The F-35B is entering the fleet as the Typhoon is making this transition.
This will mean that the RAF will be managing a double transition – Typhoon becoming multi-role and the F-35B operating off of land or ships to provide the fifth generation capability to the evolving RAF strike force.
The current crisis response for this urgency will have more effective capabilities available to it as the Royal Navy and Royal Air Force modernize. Or in other words, today’s strike validates the RAF modernization strategy.
My visit earlier this year to HMS Queen Elizabeth, the aircraft carrier being built in Scotland, and interviews with the Royal Navy and RAF, anticipated the current event and are incorporated in their thinking about the possible evolution of concepts of operations.
The F-35B launched from the carriers is part of the picture; the very significant C2 capabilities aboard the ship are another. With the carrier afloat, the RAF is looking to build synergy among the various land-based and carrier-based aircraft to generate combat effects.
As an RN officer put it: “The strike force could be commanded from the ship, from the ground or from the air. We are building flexible C2 in order to get maximum combat value from aircraft launched from the carrier.”
The F-35B as a flying combat system, capable of integrated air operations with every other F-35 flying in the combat area is a significant foundation for shaping what the Queen Elizabeth will do in combat.
The reach of the F-35Bs coming off of the Queen Elizabeth will be expanded by the range of the operational fleet of other F-35s and the data grid generated over the expanded battle space.
And leveraging what Typhoons will be able to do as they undergo their current weapons modernization program will only enhance the strike effects of an integrated air-sea combat air force.

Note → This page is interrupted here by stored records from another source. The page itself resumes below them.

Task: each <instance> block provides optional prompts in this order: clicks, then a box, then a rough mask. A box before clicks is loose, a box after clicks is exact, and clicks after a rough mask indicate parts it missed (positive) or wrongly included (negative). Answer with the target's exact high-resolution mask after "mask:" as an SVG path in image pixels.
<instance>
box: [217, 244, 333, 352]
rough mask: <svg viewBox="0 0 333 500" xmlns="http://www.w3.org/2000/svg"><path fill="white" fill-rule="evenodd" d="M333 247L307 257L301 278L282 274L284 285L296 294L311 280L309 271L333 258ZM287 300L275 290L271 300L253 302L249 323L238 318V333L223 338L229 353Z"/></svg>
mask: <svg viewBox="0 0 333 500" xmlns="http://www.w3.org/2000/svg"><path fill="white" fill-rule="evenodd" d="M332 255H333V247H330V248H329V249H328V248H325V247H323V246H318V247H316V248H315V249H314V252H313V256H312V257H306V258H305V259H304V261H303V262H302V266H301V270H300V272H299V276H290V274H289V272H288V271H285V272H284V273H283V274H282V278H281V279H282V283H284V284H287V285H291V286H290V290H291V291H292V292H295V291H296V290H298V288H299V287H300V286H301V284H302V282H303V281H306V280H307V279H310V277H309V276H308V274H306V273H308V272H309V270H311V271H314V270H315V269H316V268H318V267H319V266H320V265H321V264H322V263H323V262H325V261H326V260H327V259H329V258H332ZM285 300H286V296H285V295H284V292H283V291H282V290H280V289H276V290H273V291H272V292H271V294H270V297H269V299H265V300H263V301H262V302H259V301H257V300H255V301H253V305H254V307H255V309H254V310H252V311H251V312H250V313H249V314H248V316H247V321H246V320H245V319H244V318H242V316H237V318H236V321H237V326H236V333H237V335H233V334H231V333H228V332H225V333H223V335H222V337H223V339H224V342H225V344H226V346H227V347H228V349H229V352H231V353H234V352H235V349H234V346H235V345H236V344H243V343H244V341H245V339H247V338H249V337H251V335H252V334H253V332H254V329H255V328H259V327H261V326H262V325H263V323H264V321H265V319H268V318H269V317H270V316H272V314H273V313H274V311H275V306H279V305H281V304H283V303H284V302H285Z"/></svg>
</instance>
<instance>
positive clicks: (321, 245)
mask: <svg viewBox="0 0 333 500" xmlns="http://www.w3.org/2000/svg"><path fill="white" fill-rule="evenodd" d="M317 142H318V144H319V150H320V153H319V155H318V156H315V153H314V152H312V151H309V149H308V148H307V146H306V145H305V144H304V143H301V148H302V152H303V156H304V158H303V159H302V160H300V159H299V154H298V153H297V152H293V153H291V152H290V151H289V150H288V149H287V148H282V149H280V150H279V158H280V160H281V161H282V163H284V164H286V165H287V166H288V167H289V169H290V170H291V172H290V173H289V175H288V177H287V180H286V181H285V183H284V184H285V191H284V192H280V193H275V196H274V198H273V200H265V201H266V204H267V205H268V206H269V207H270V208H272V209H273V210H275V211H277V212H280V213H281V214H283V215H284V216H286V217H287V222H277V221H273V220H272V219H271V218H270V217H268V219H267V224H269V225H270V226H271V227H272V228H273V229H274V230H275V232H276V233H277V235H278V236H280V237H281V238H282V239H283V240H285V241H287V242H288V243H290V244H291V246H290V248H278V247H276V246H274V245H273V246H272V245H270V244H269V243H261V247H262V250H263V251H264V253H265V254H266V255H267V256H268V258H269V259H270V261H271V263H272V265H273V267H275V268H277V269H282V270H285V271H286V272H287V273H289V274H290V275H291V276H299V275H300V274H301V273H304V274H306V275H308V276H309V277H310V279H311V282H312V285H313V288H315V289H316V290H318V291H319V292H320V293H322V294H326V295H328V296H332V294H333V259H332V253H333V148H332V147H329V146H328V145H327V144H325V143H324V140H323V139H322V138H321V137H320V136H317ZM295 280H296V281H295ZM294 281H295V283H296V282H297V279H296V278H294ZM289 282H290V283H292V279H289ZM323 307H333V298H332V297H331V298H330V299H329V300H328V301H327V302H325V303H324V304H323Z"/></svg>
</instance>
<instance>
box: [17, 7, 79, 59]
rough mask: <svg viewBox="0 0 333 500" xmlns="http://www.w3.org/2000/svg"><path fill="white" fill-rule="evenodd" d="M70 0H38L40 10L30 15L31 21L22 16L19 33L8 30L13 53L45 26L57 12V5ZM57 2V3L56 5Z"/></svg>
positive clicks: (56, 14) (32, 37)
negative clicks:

Projected forward in time, one can envisage how this might operate. The Queen Elizabeth is in the Eastern Mediterranean and, with its integration with the other F-35Bs aboard USN-USM or Italian ships, the data coverage would be significant.
The Typhoons operating in Cyprus would have a forward controller and defense shield as well as with the F-35Bs target acquisition elements. The Typhoons could operate with “greater survivability and lethality,” as one RAF officer put it.
Fortune favors the prepared. Much like in the preparation for the Battle of Britain, the RAF is planning for tomorrow’s contingencies. Air Chief Marshal Sir Hugh Dowding was the architect of the approach that would defeat the Luftwaffe in the Battle of Britain. He is most remembered for his unwelcome task of telling Prime Minister Churchill that no more fighters would go to France to get destroyed in a losing cause; rather, they needed to be husbanded for the coming conflict, which would later be known as the Battle of Britain.
What Dowding understood, and the politicians did not, was that the con-ops shaped by design was crucial to mission success; and the fighters were the tip of the sword, not just silver bullets to be chewed up in fighter versus fighter battles.
Those fighters would be needed to kill bombers, primarily, and fighters, and they would operate from British soil and operate within a very clear strategic context, one that brought together elements of new technologies, and new ways of operating which had not yet been tested in battle.
Perhaps by chance, perhaps by fate, the new CO of RAF Lossiemouth, from which the Tornados and Typhoons launched today to join their mates on Cyprus, is a Typhoon and Spitfire pilot, who also has been a key officer in the F-35 transition. Fortune favors the prepared.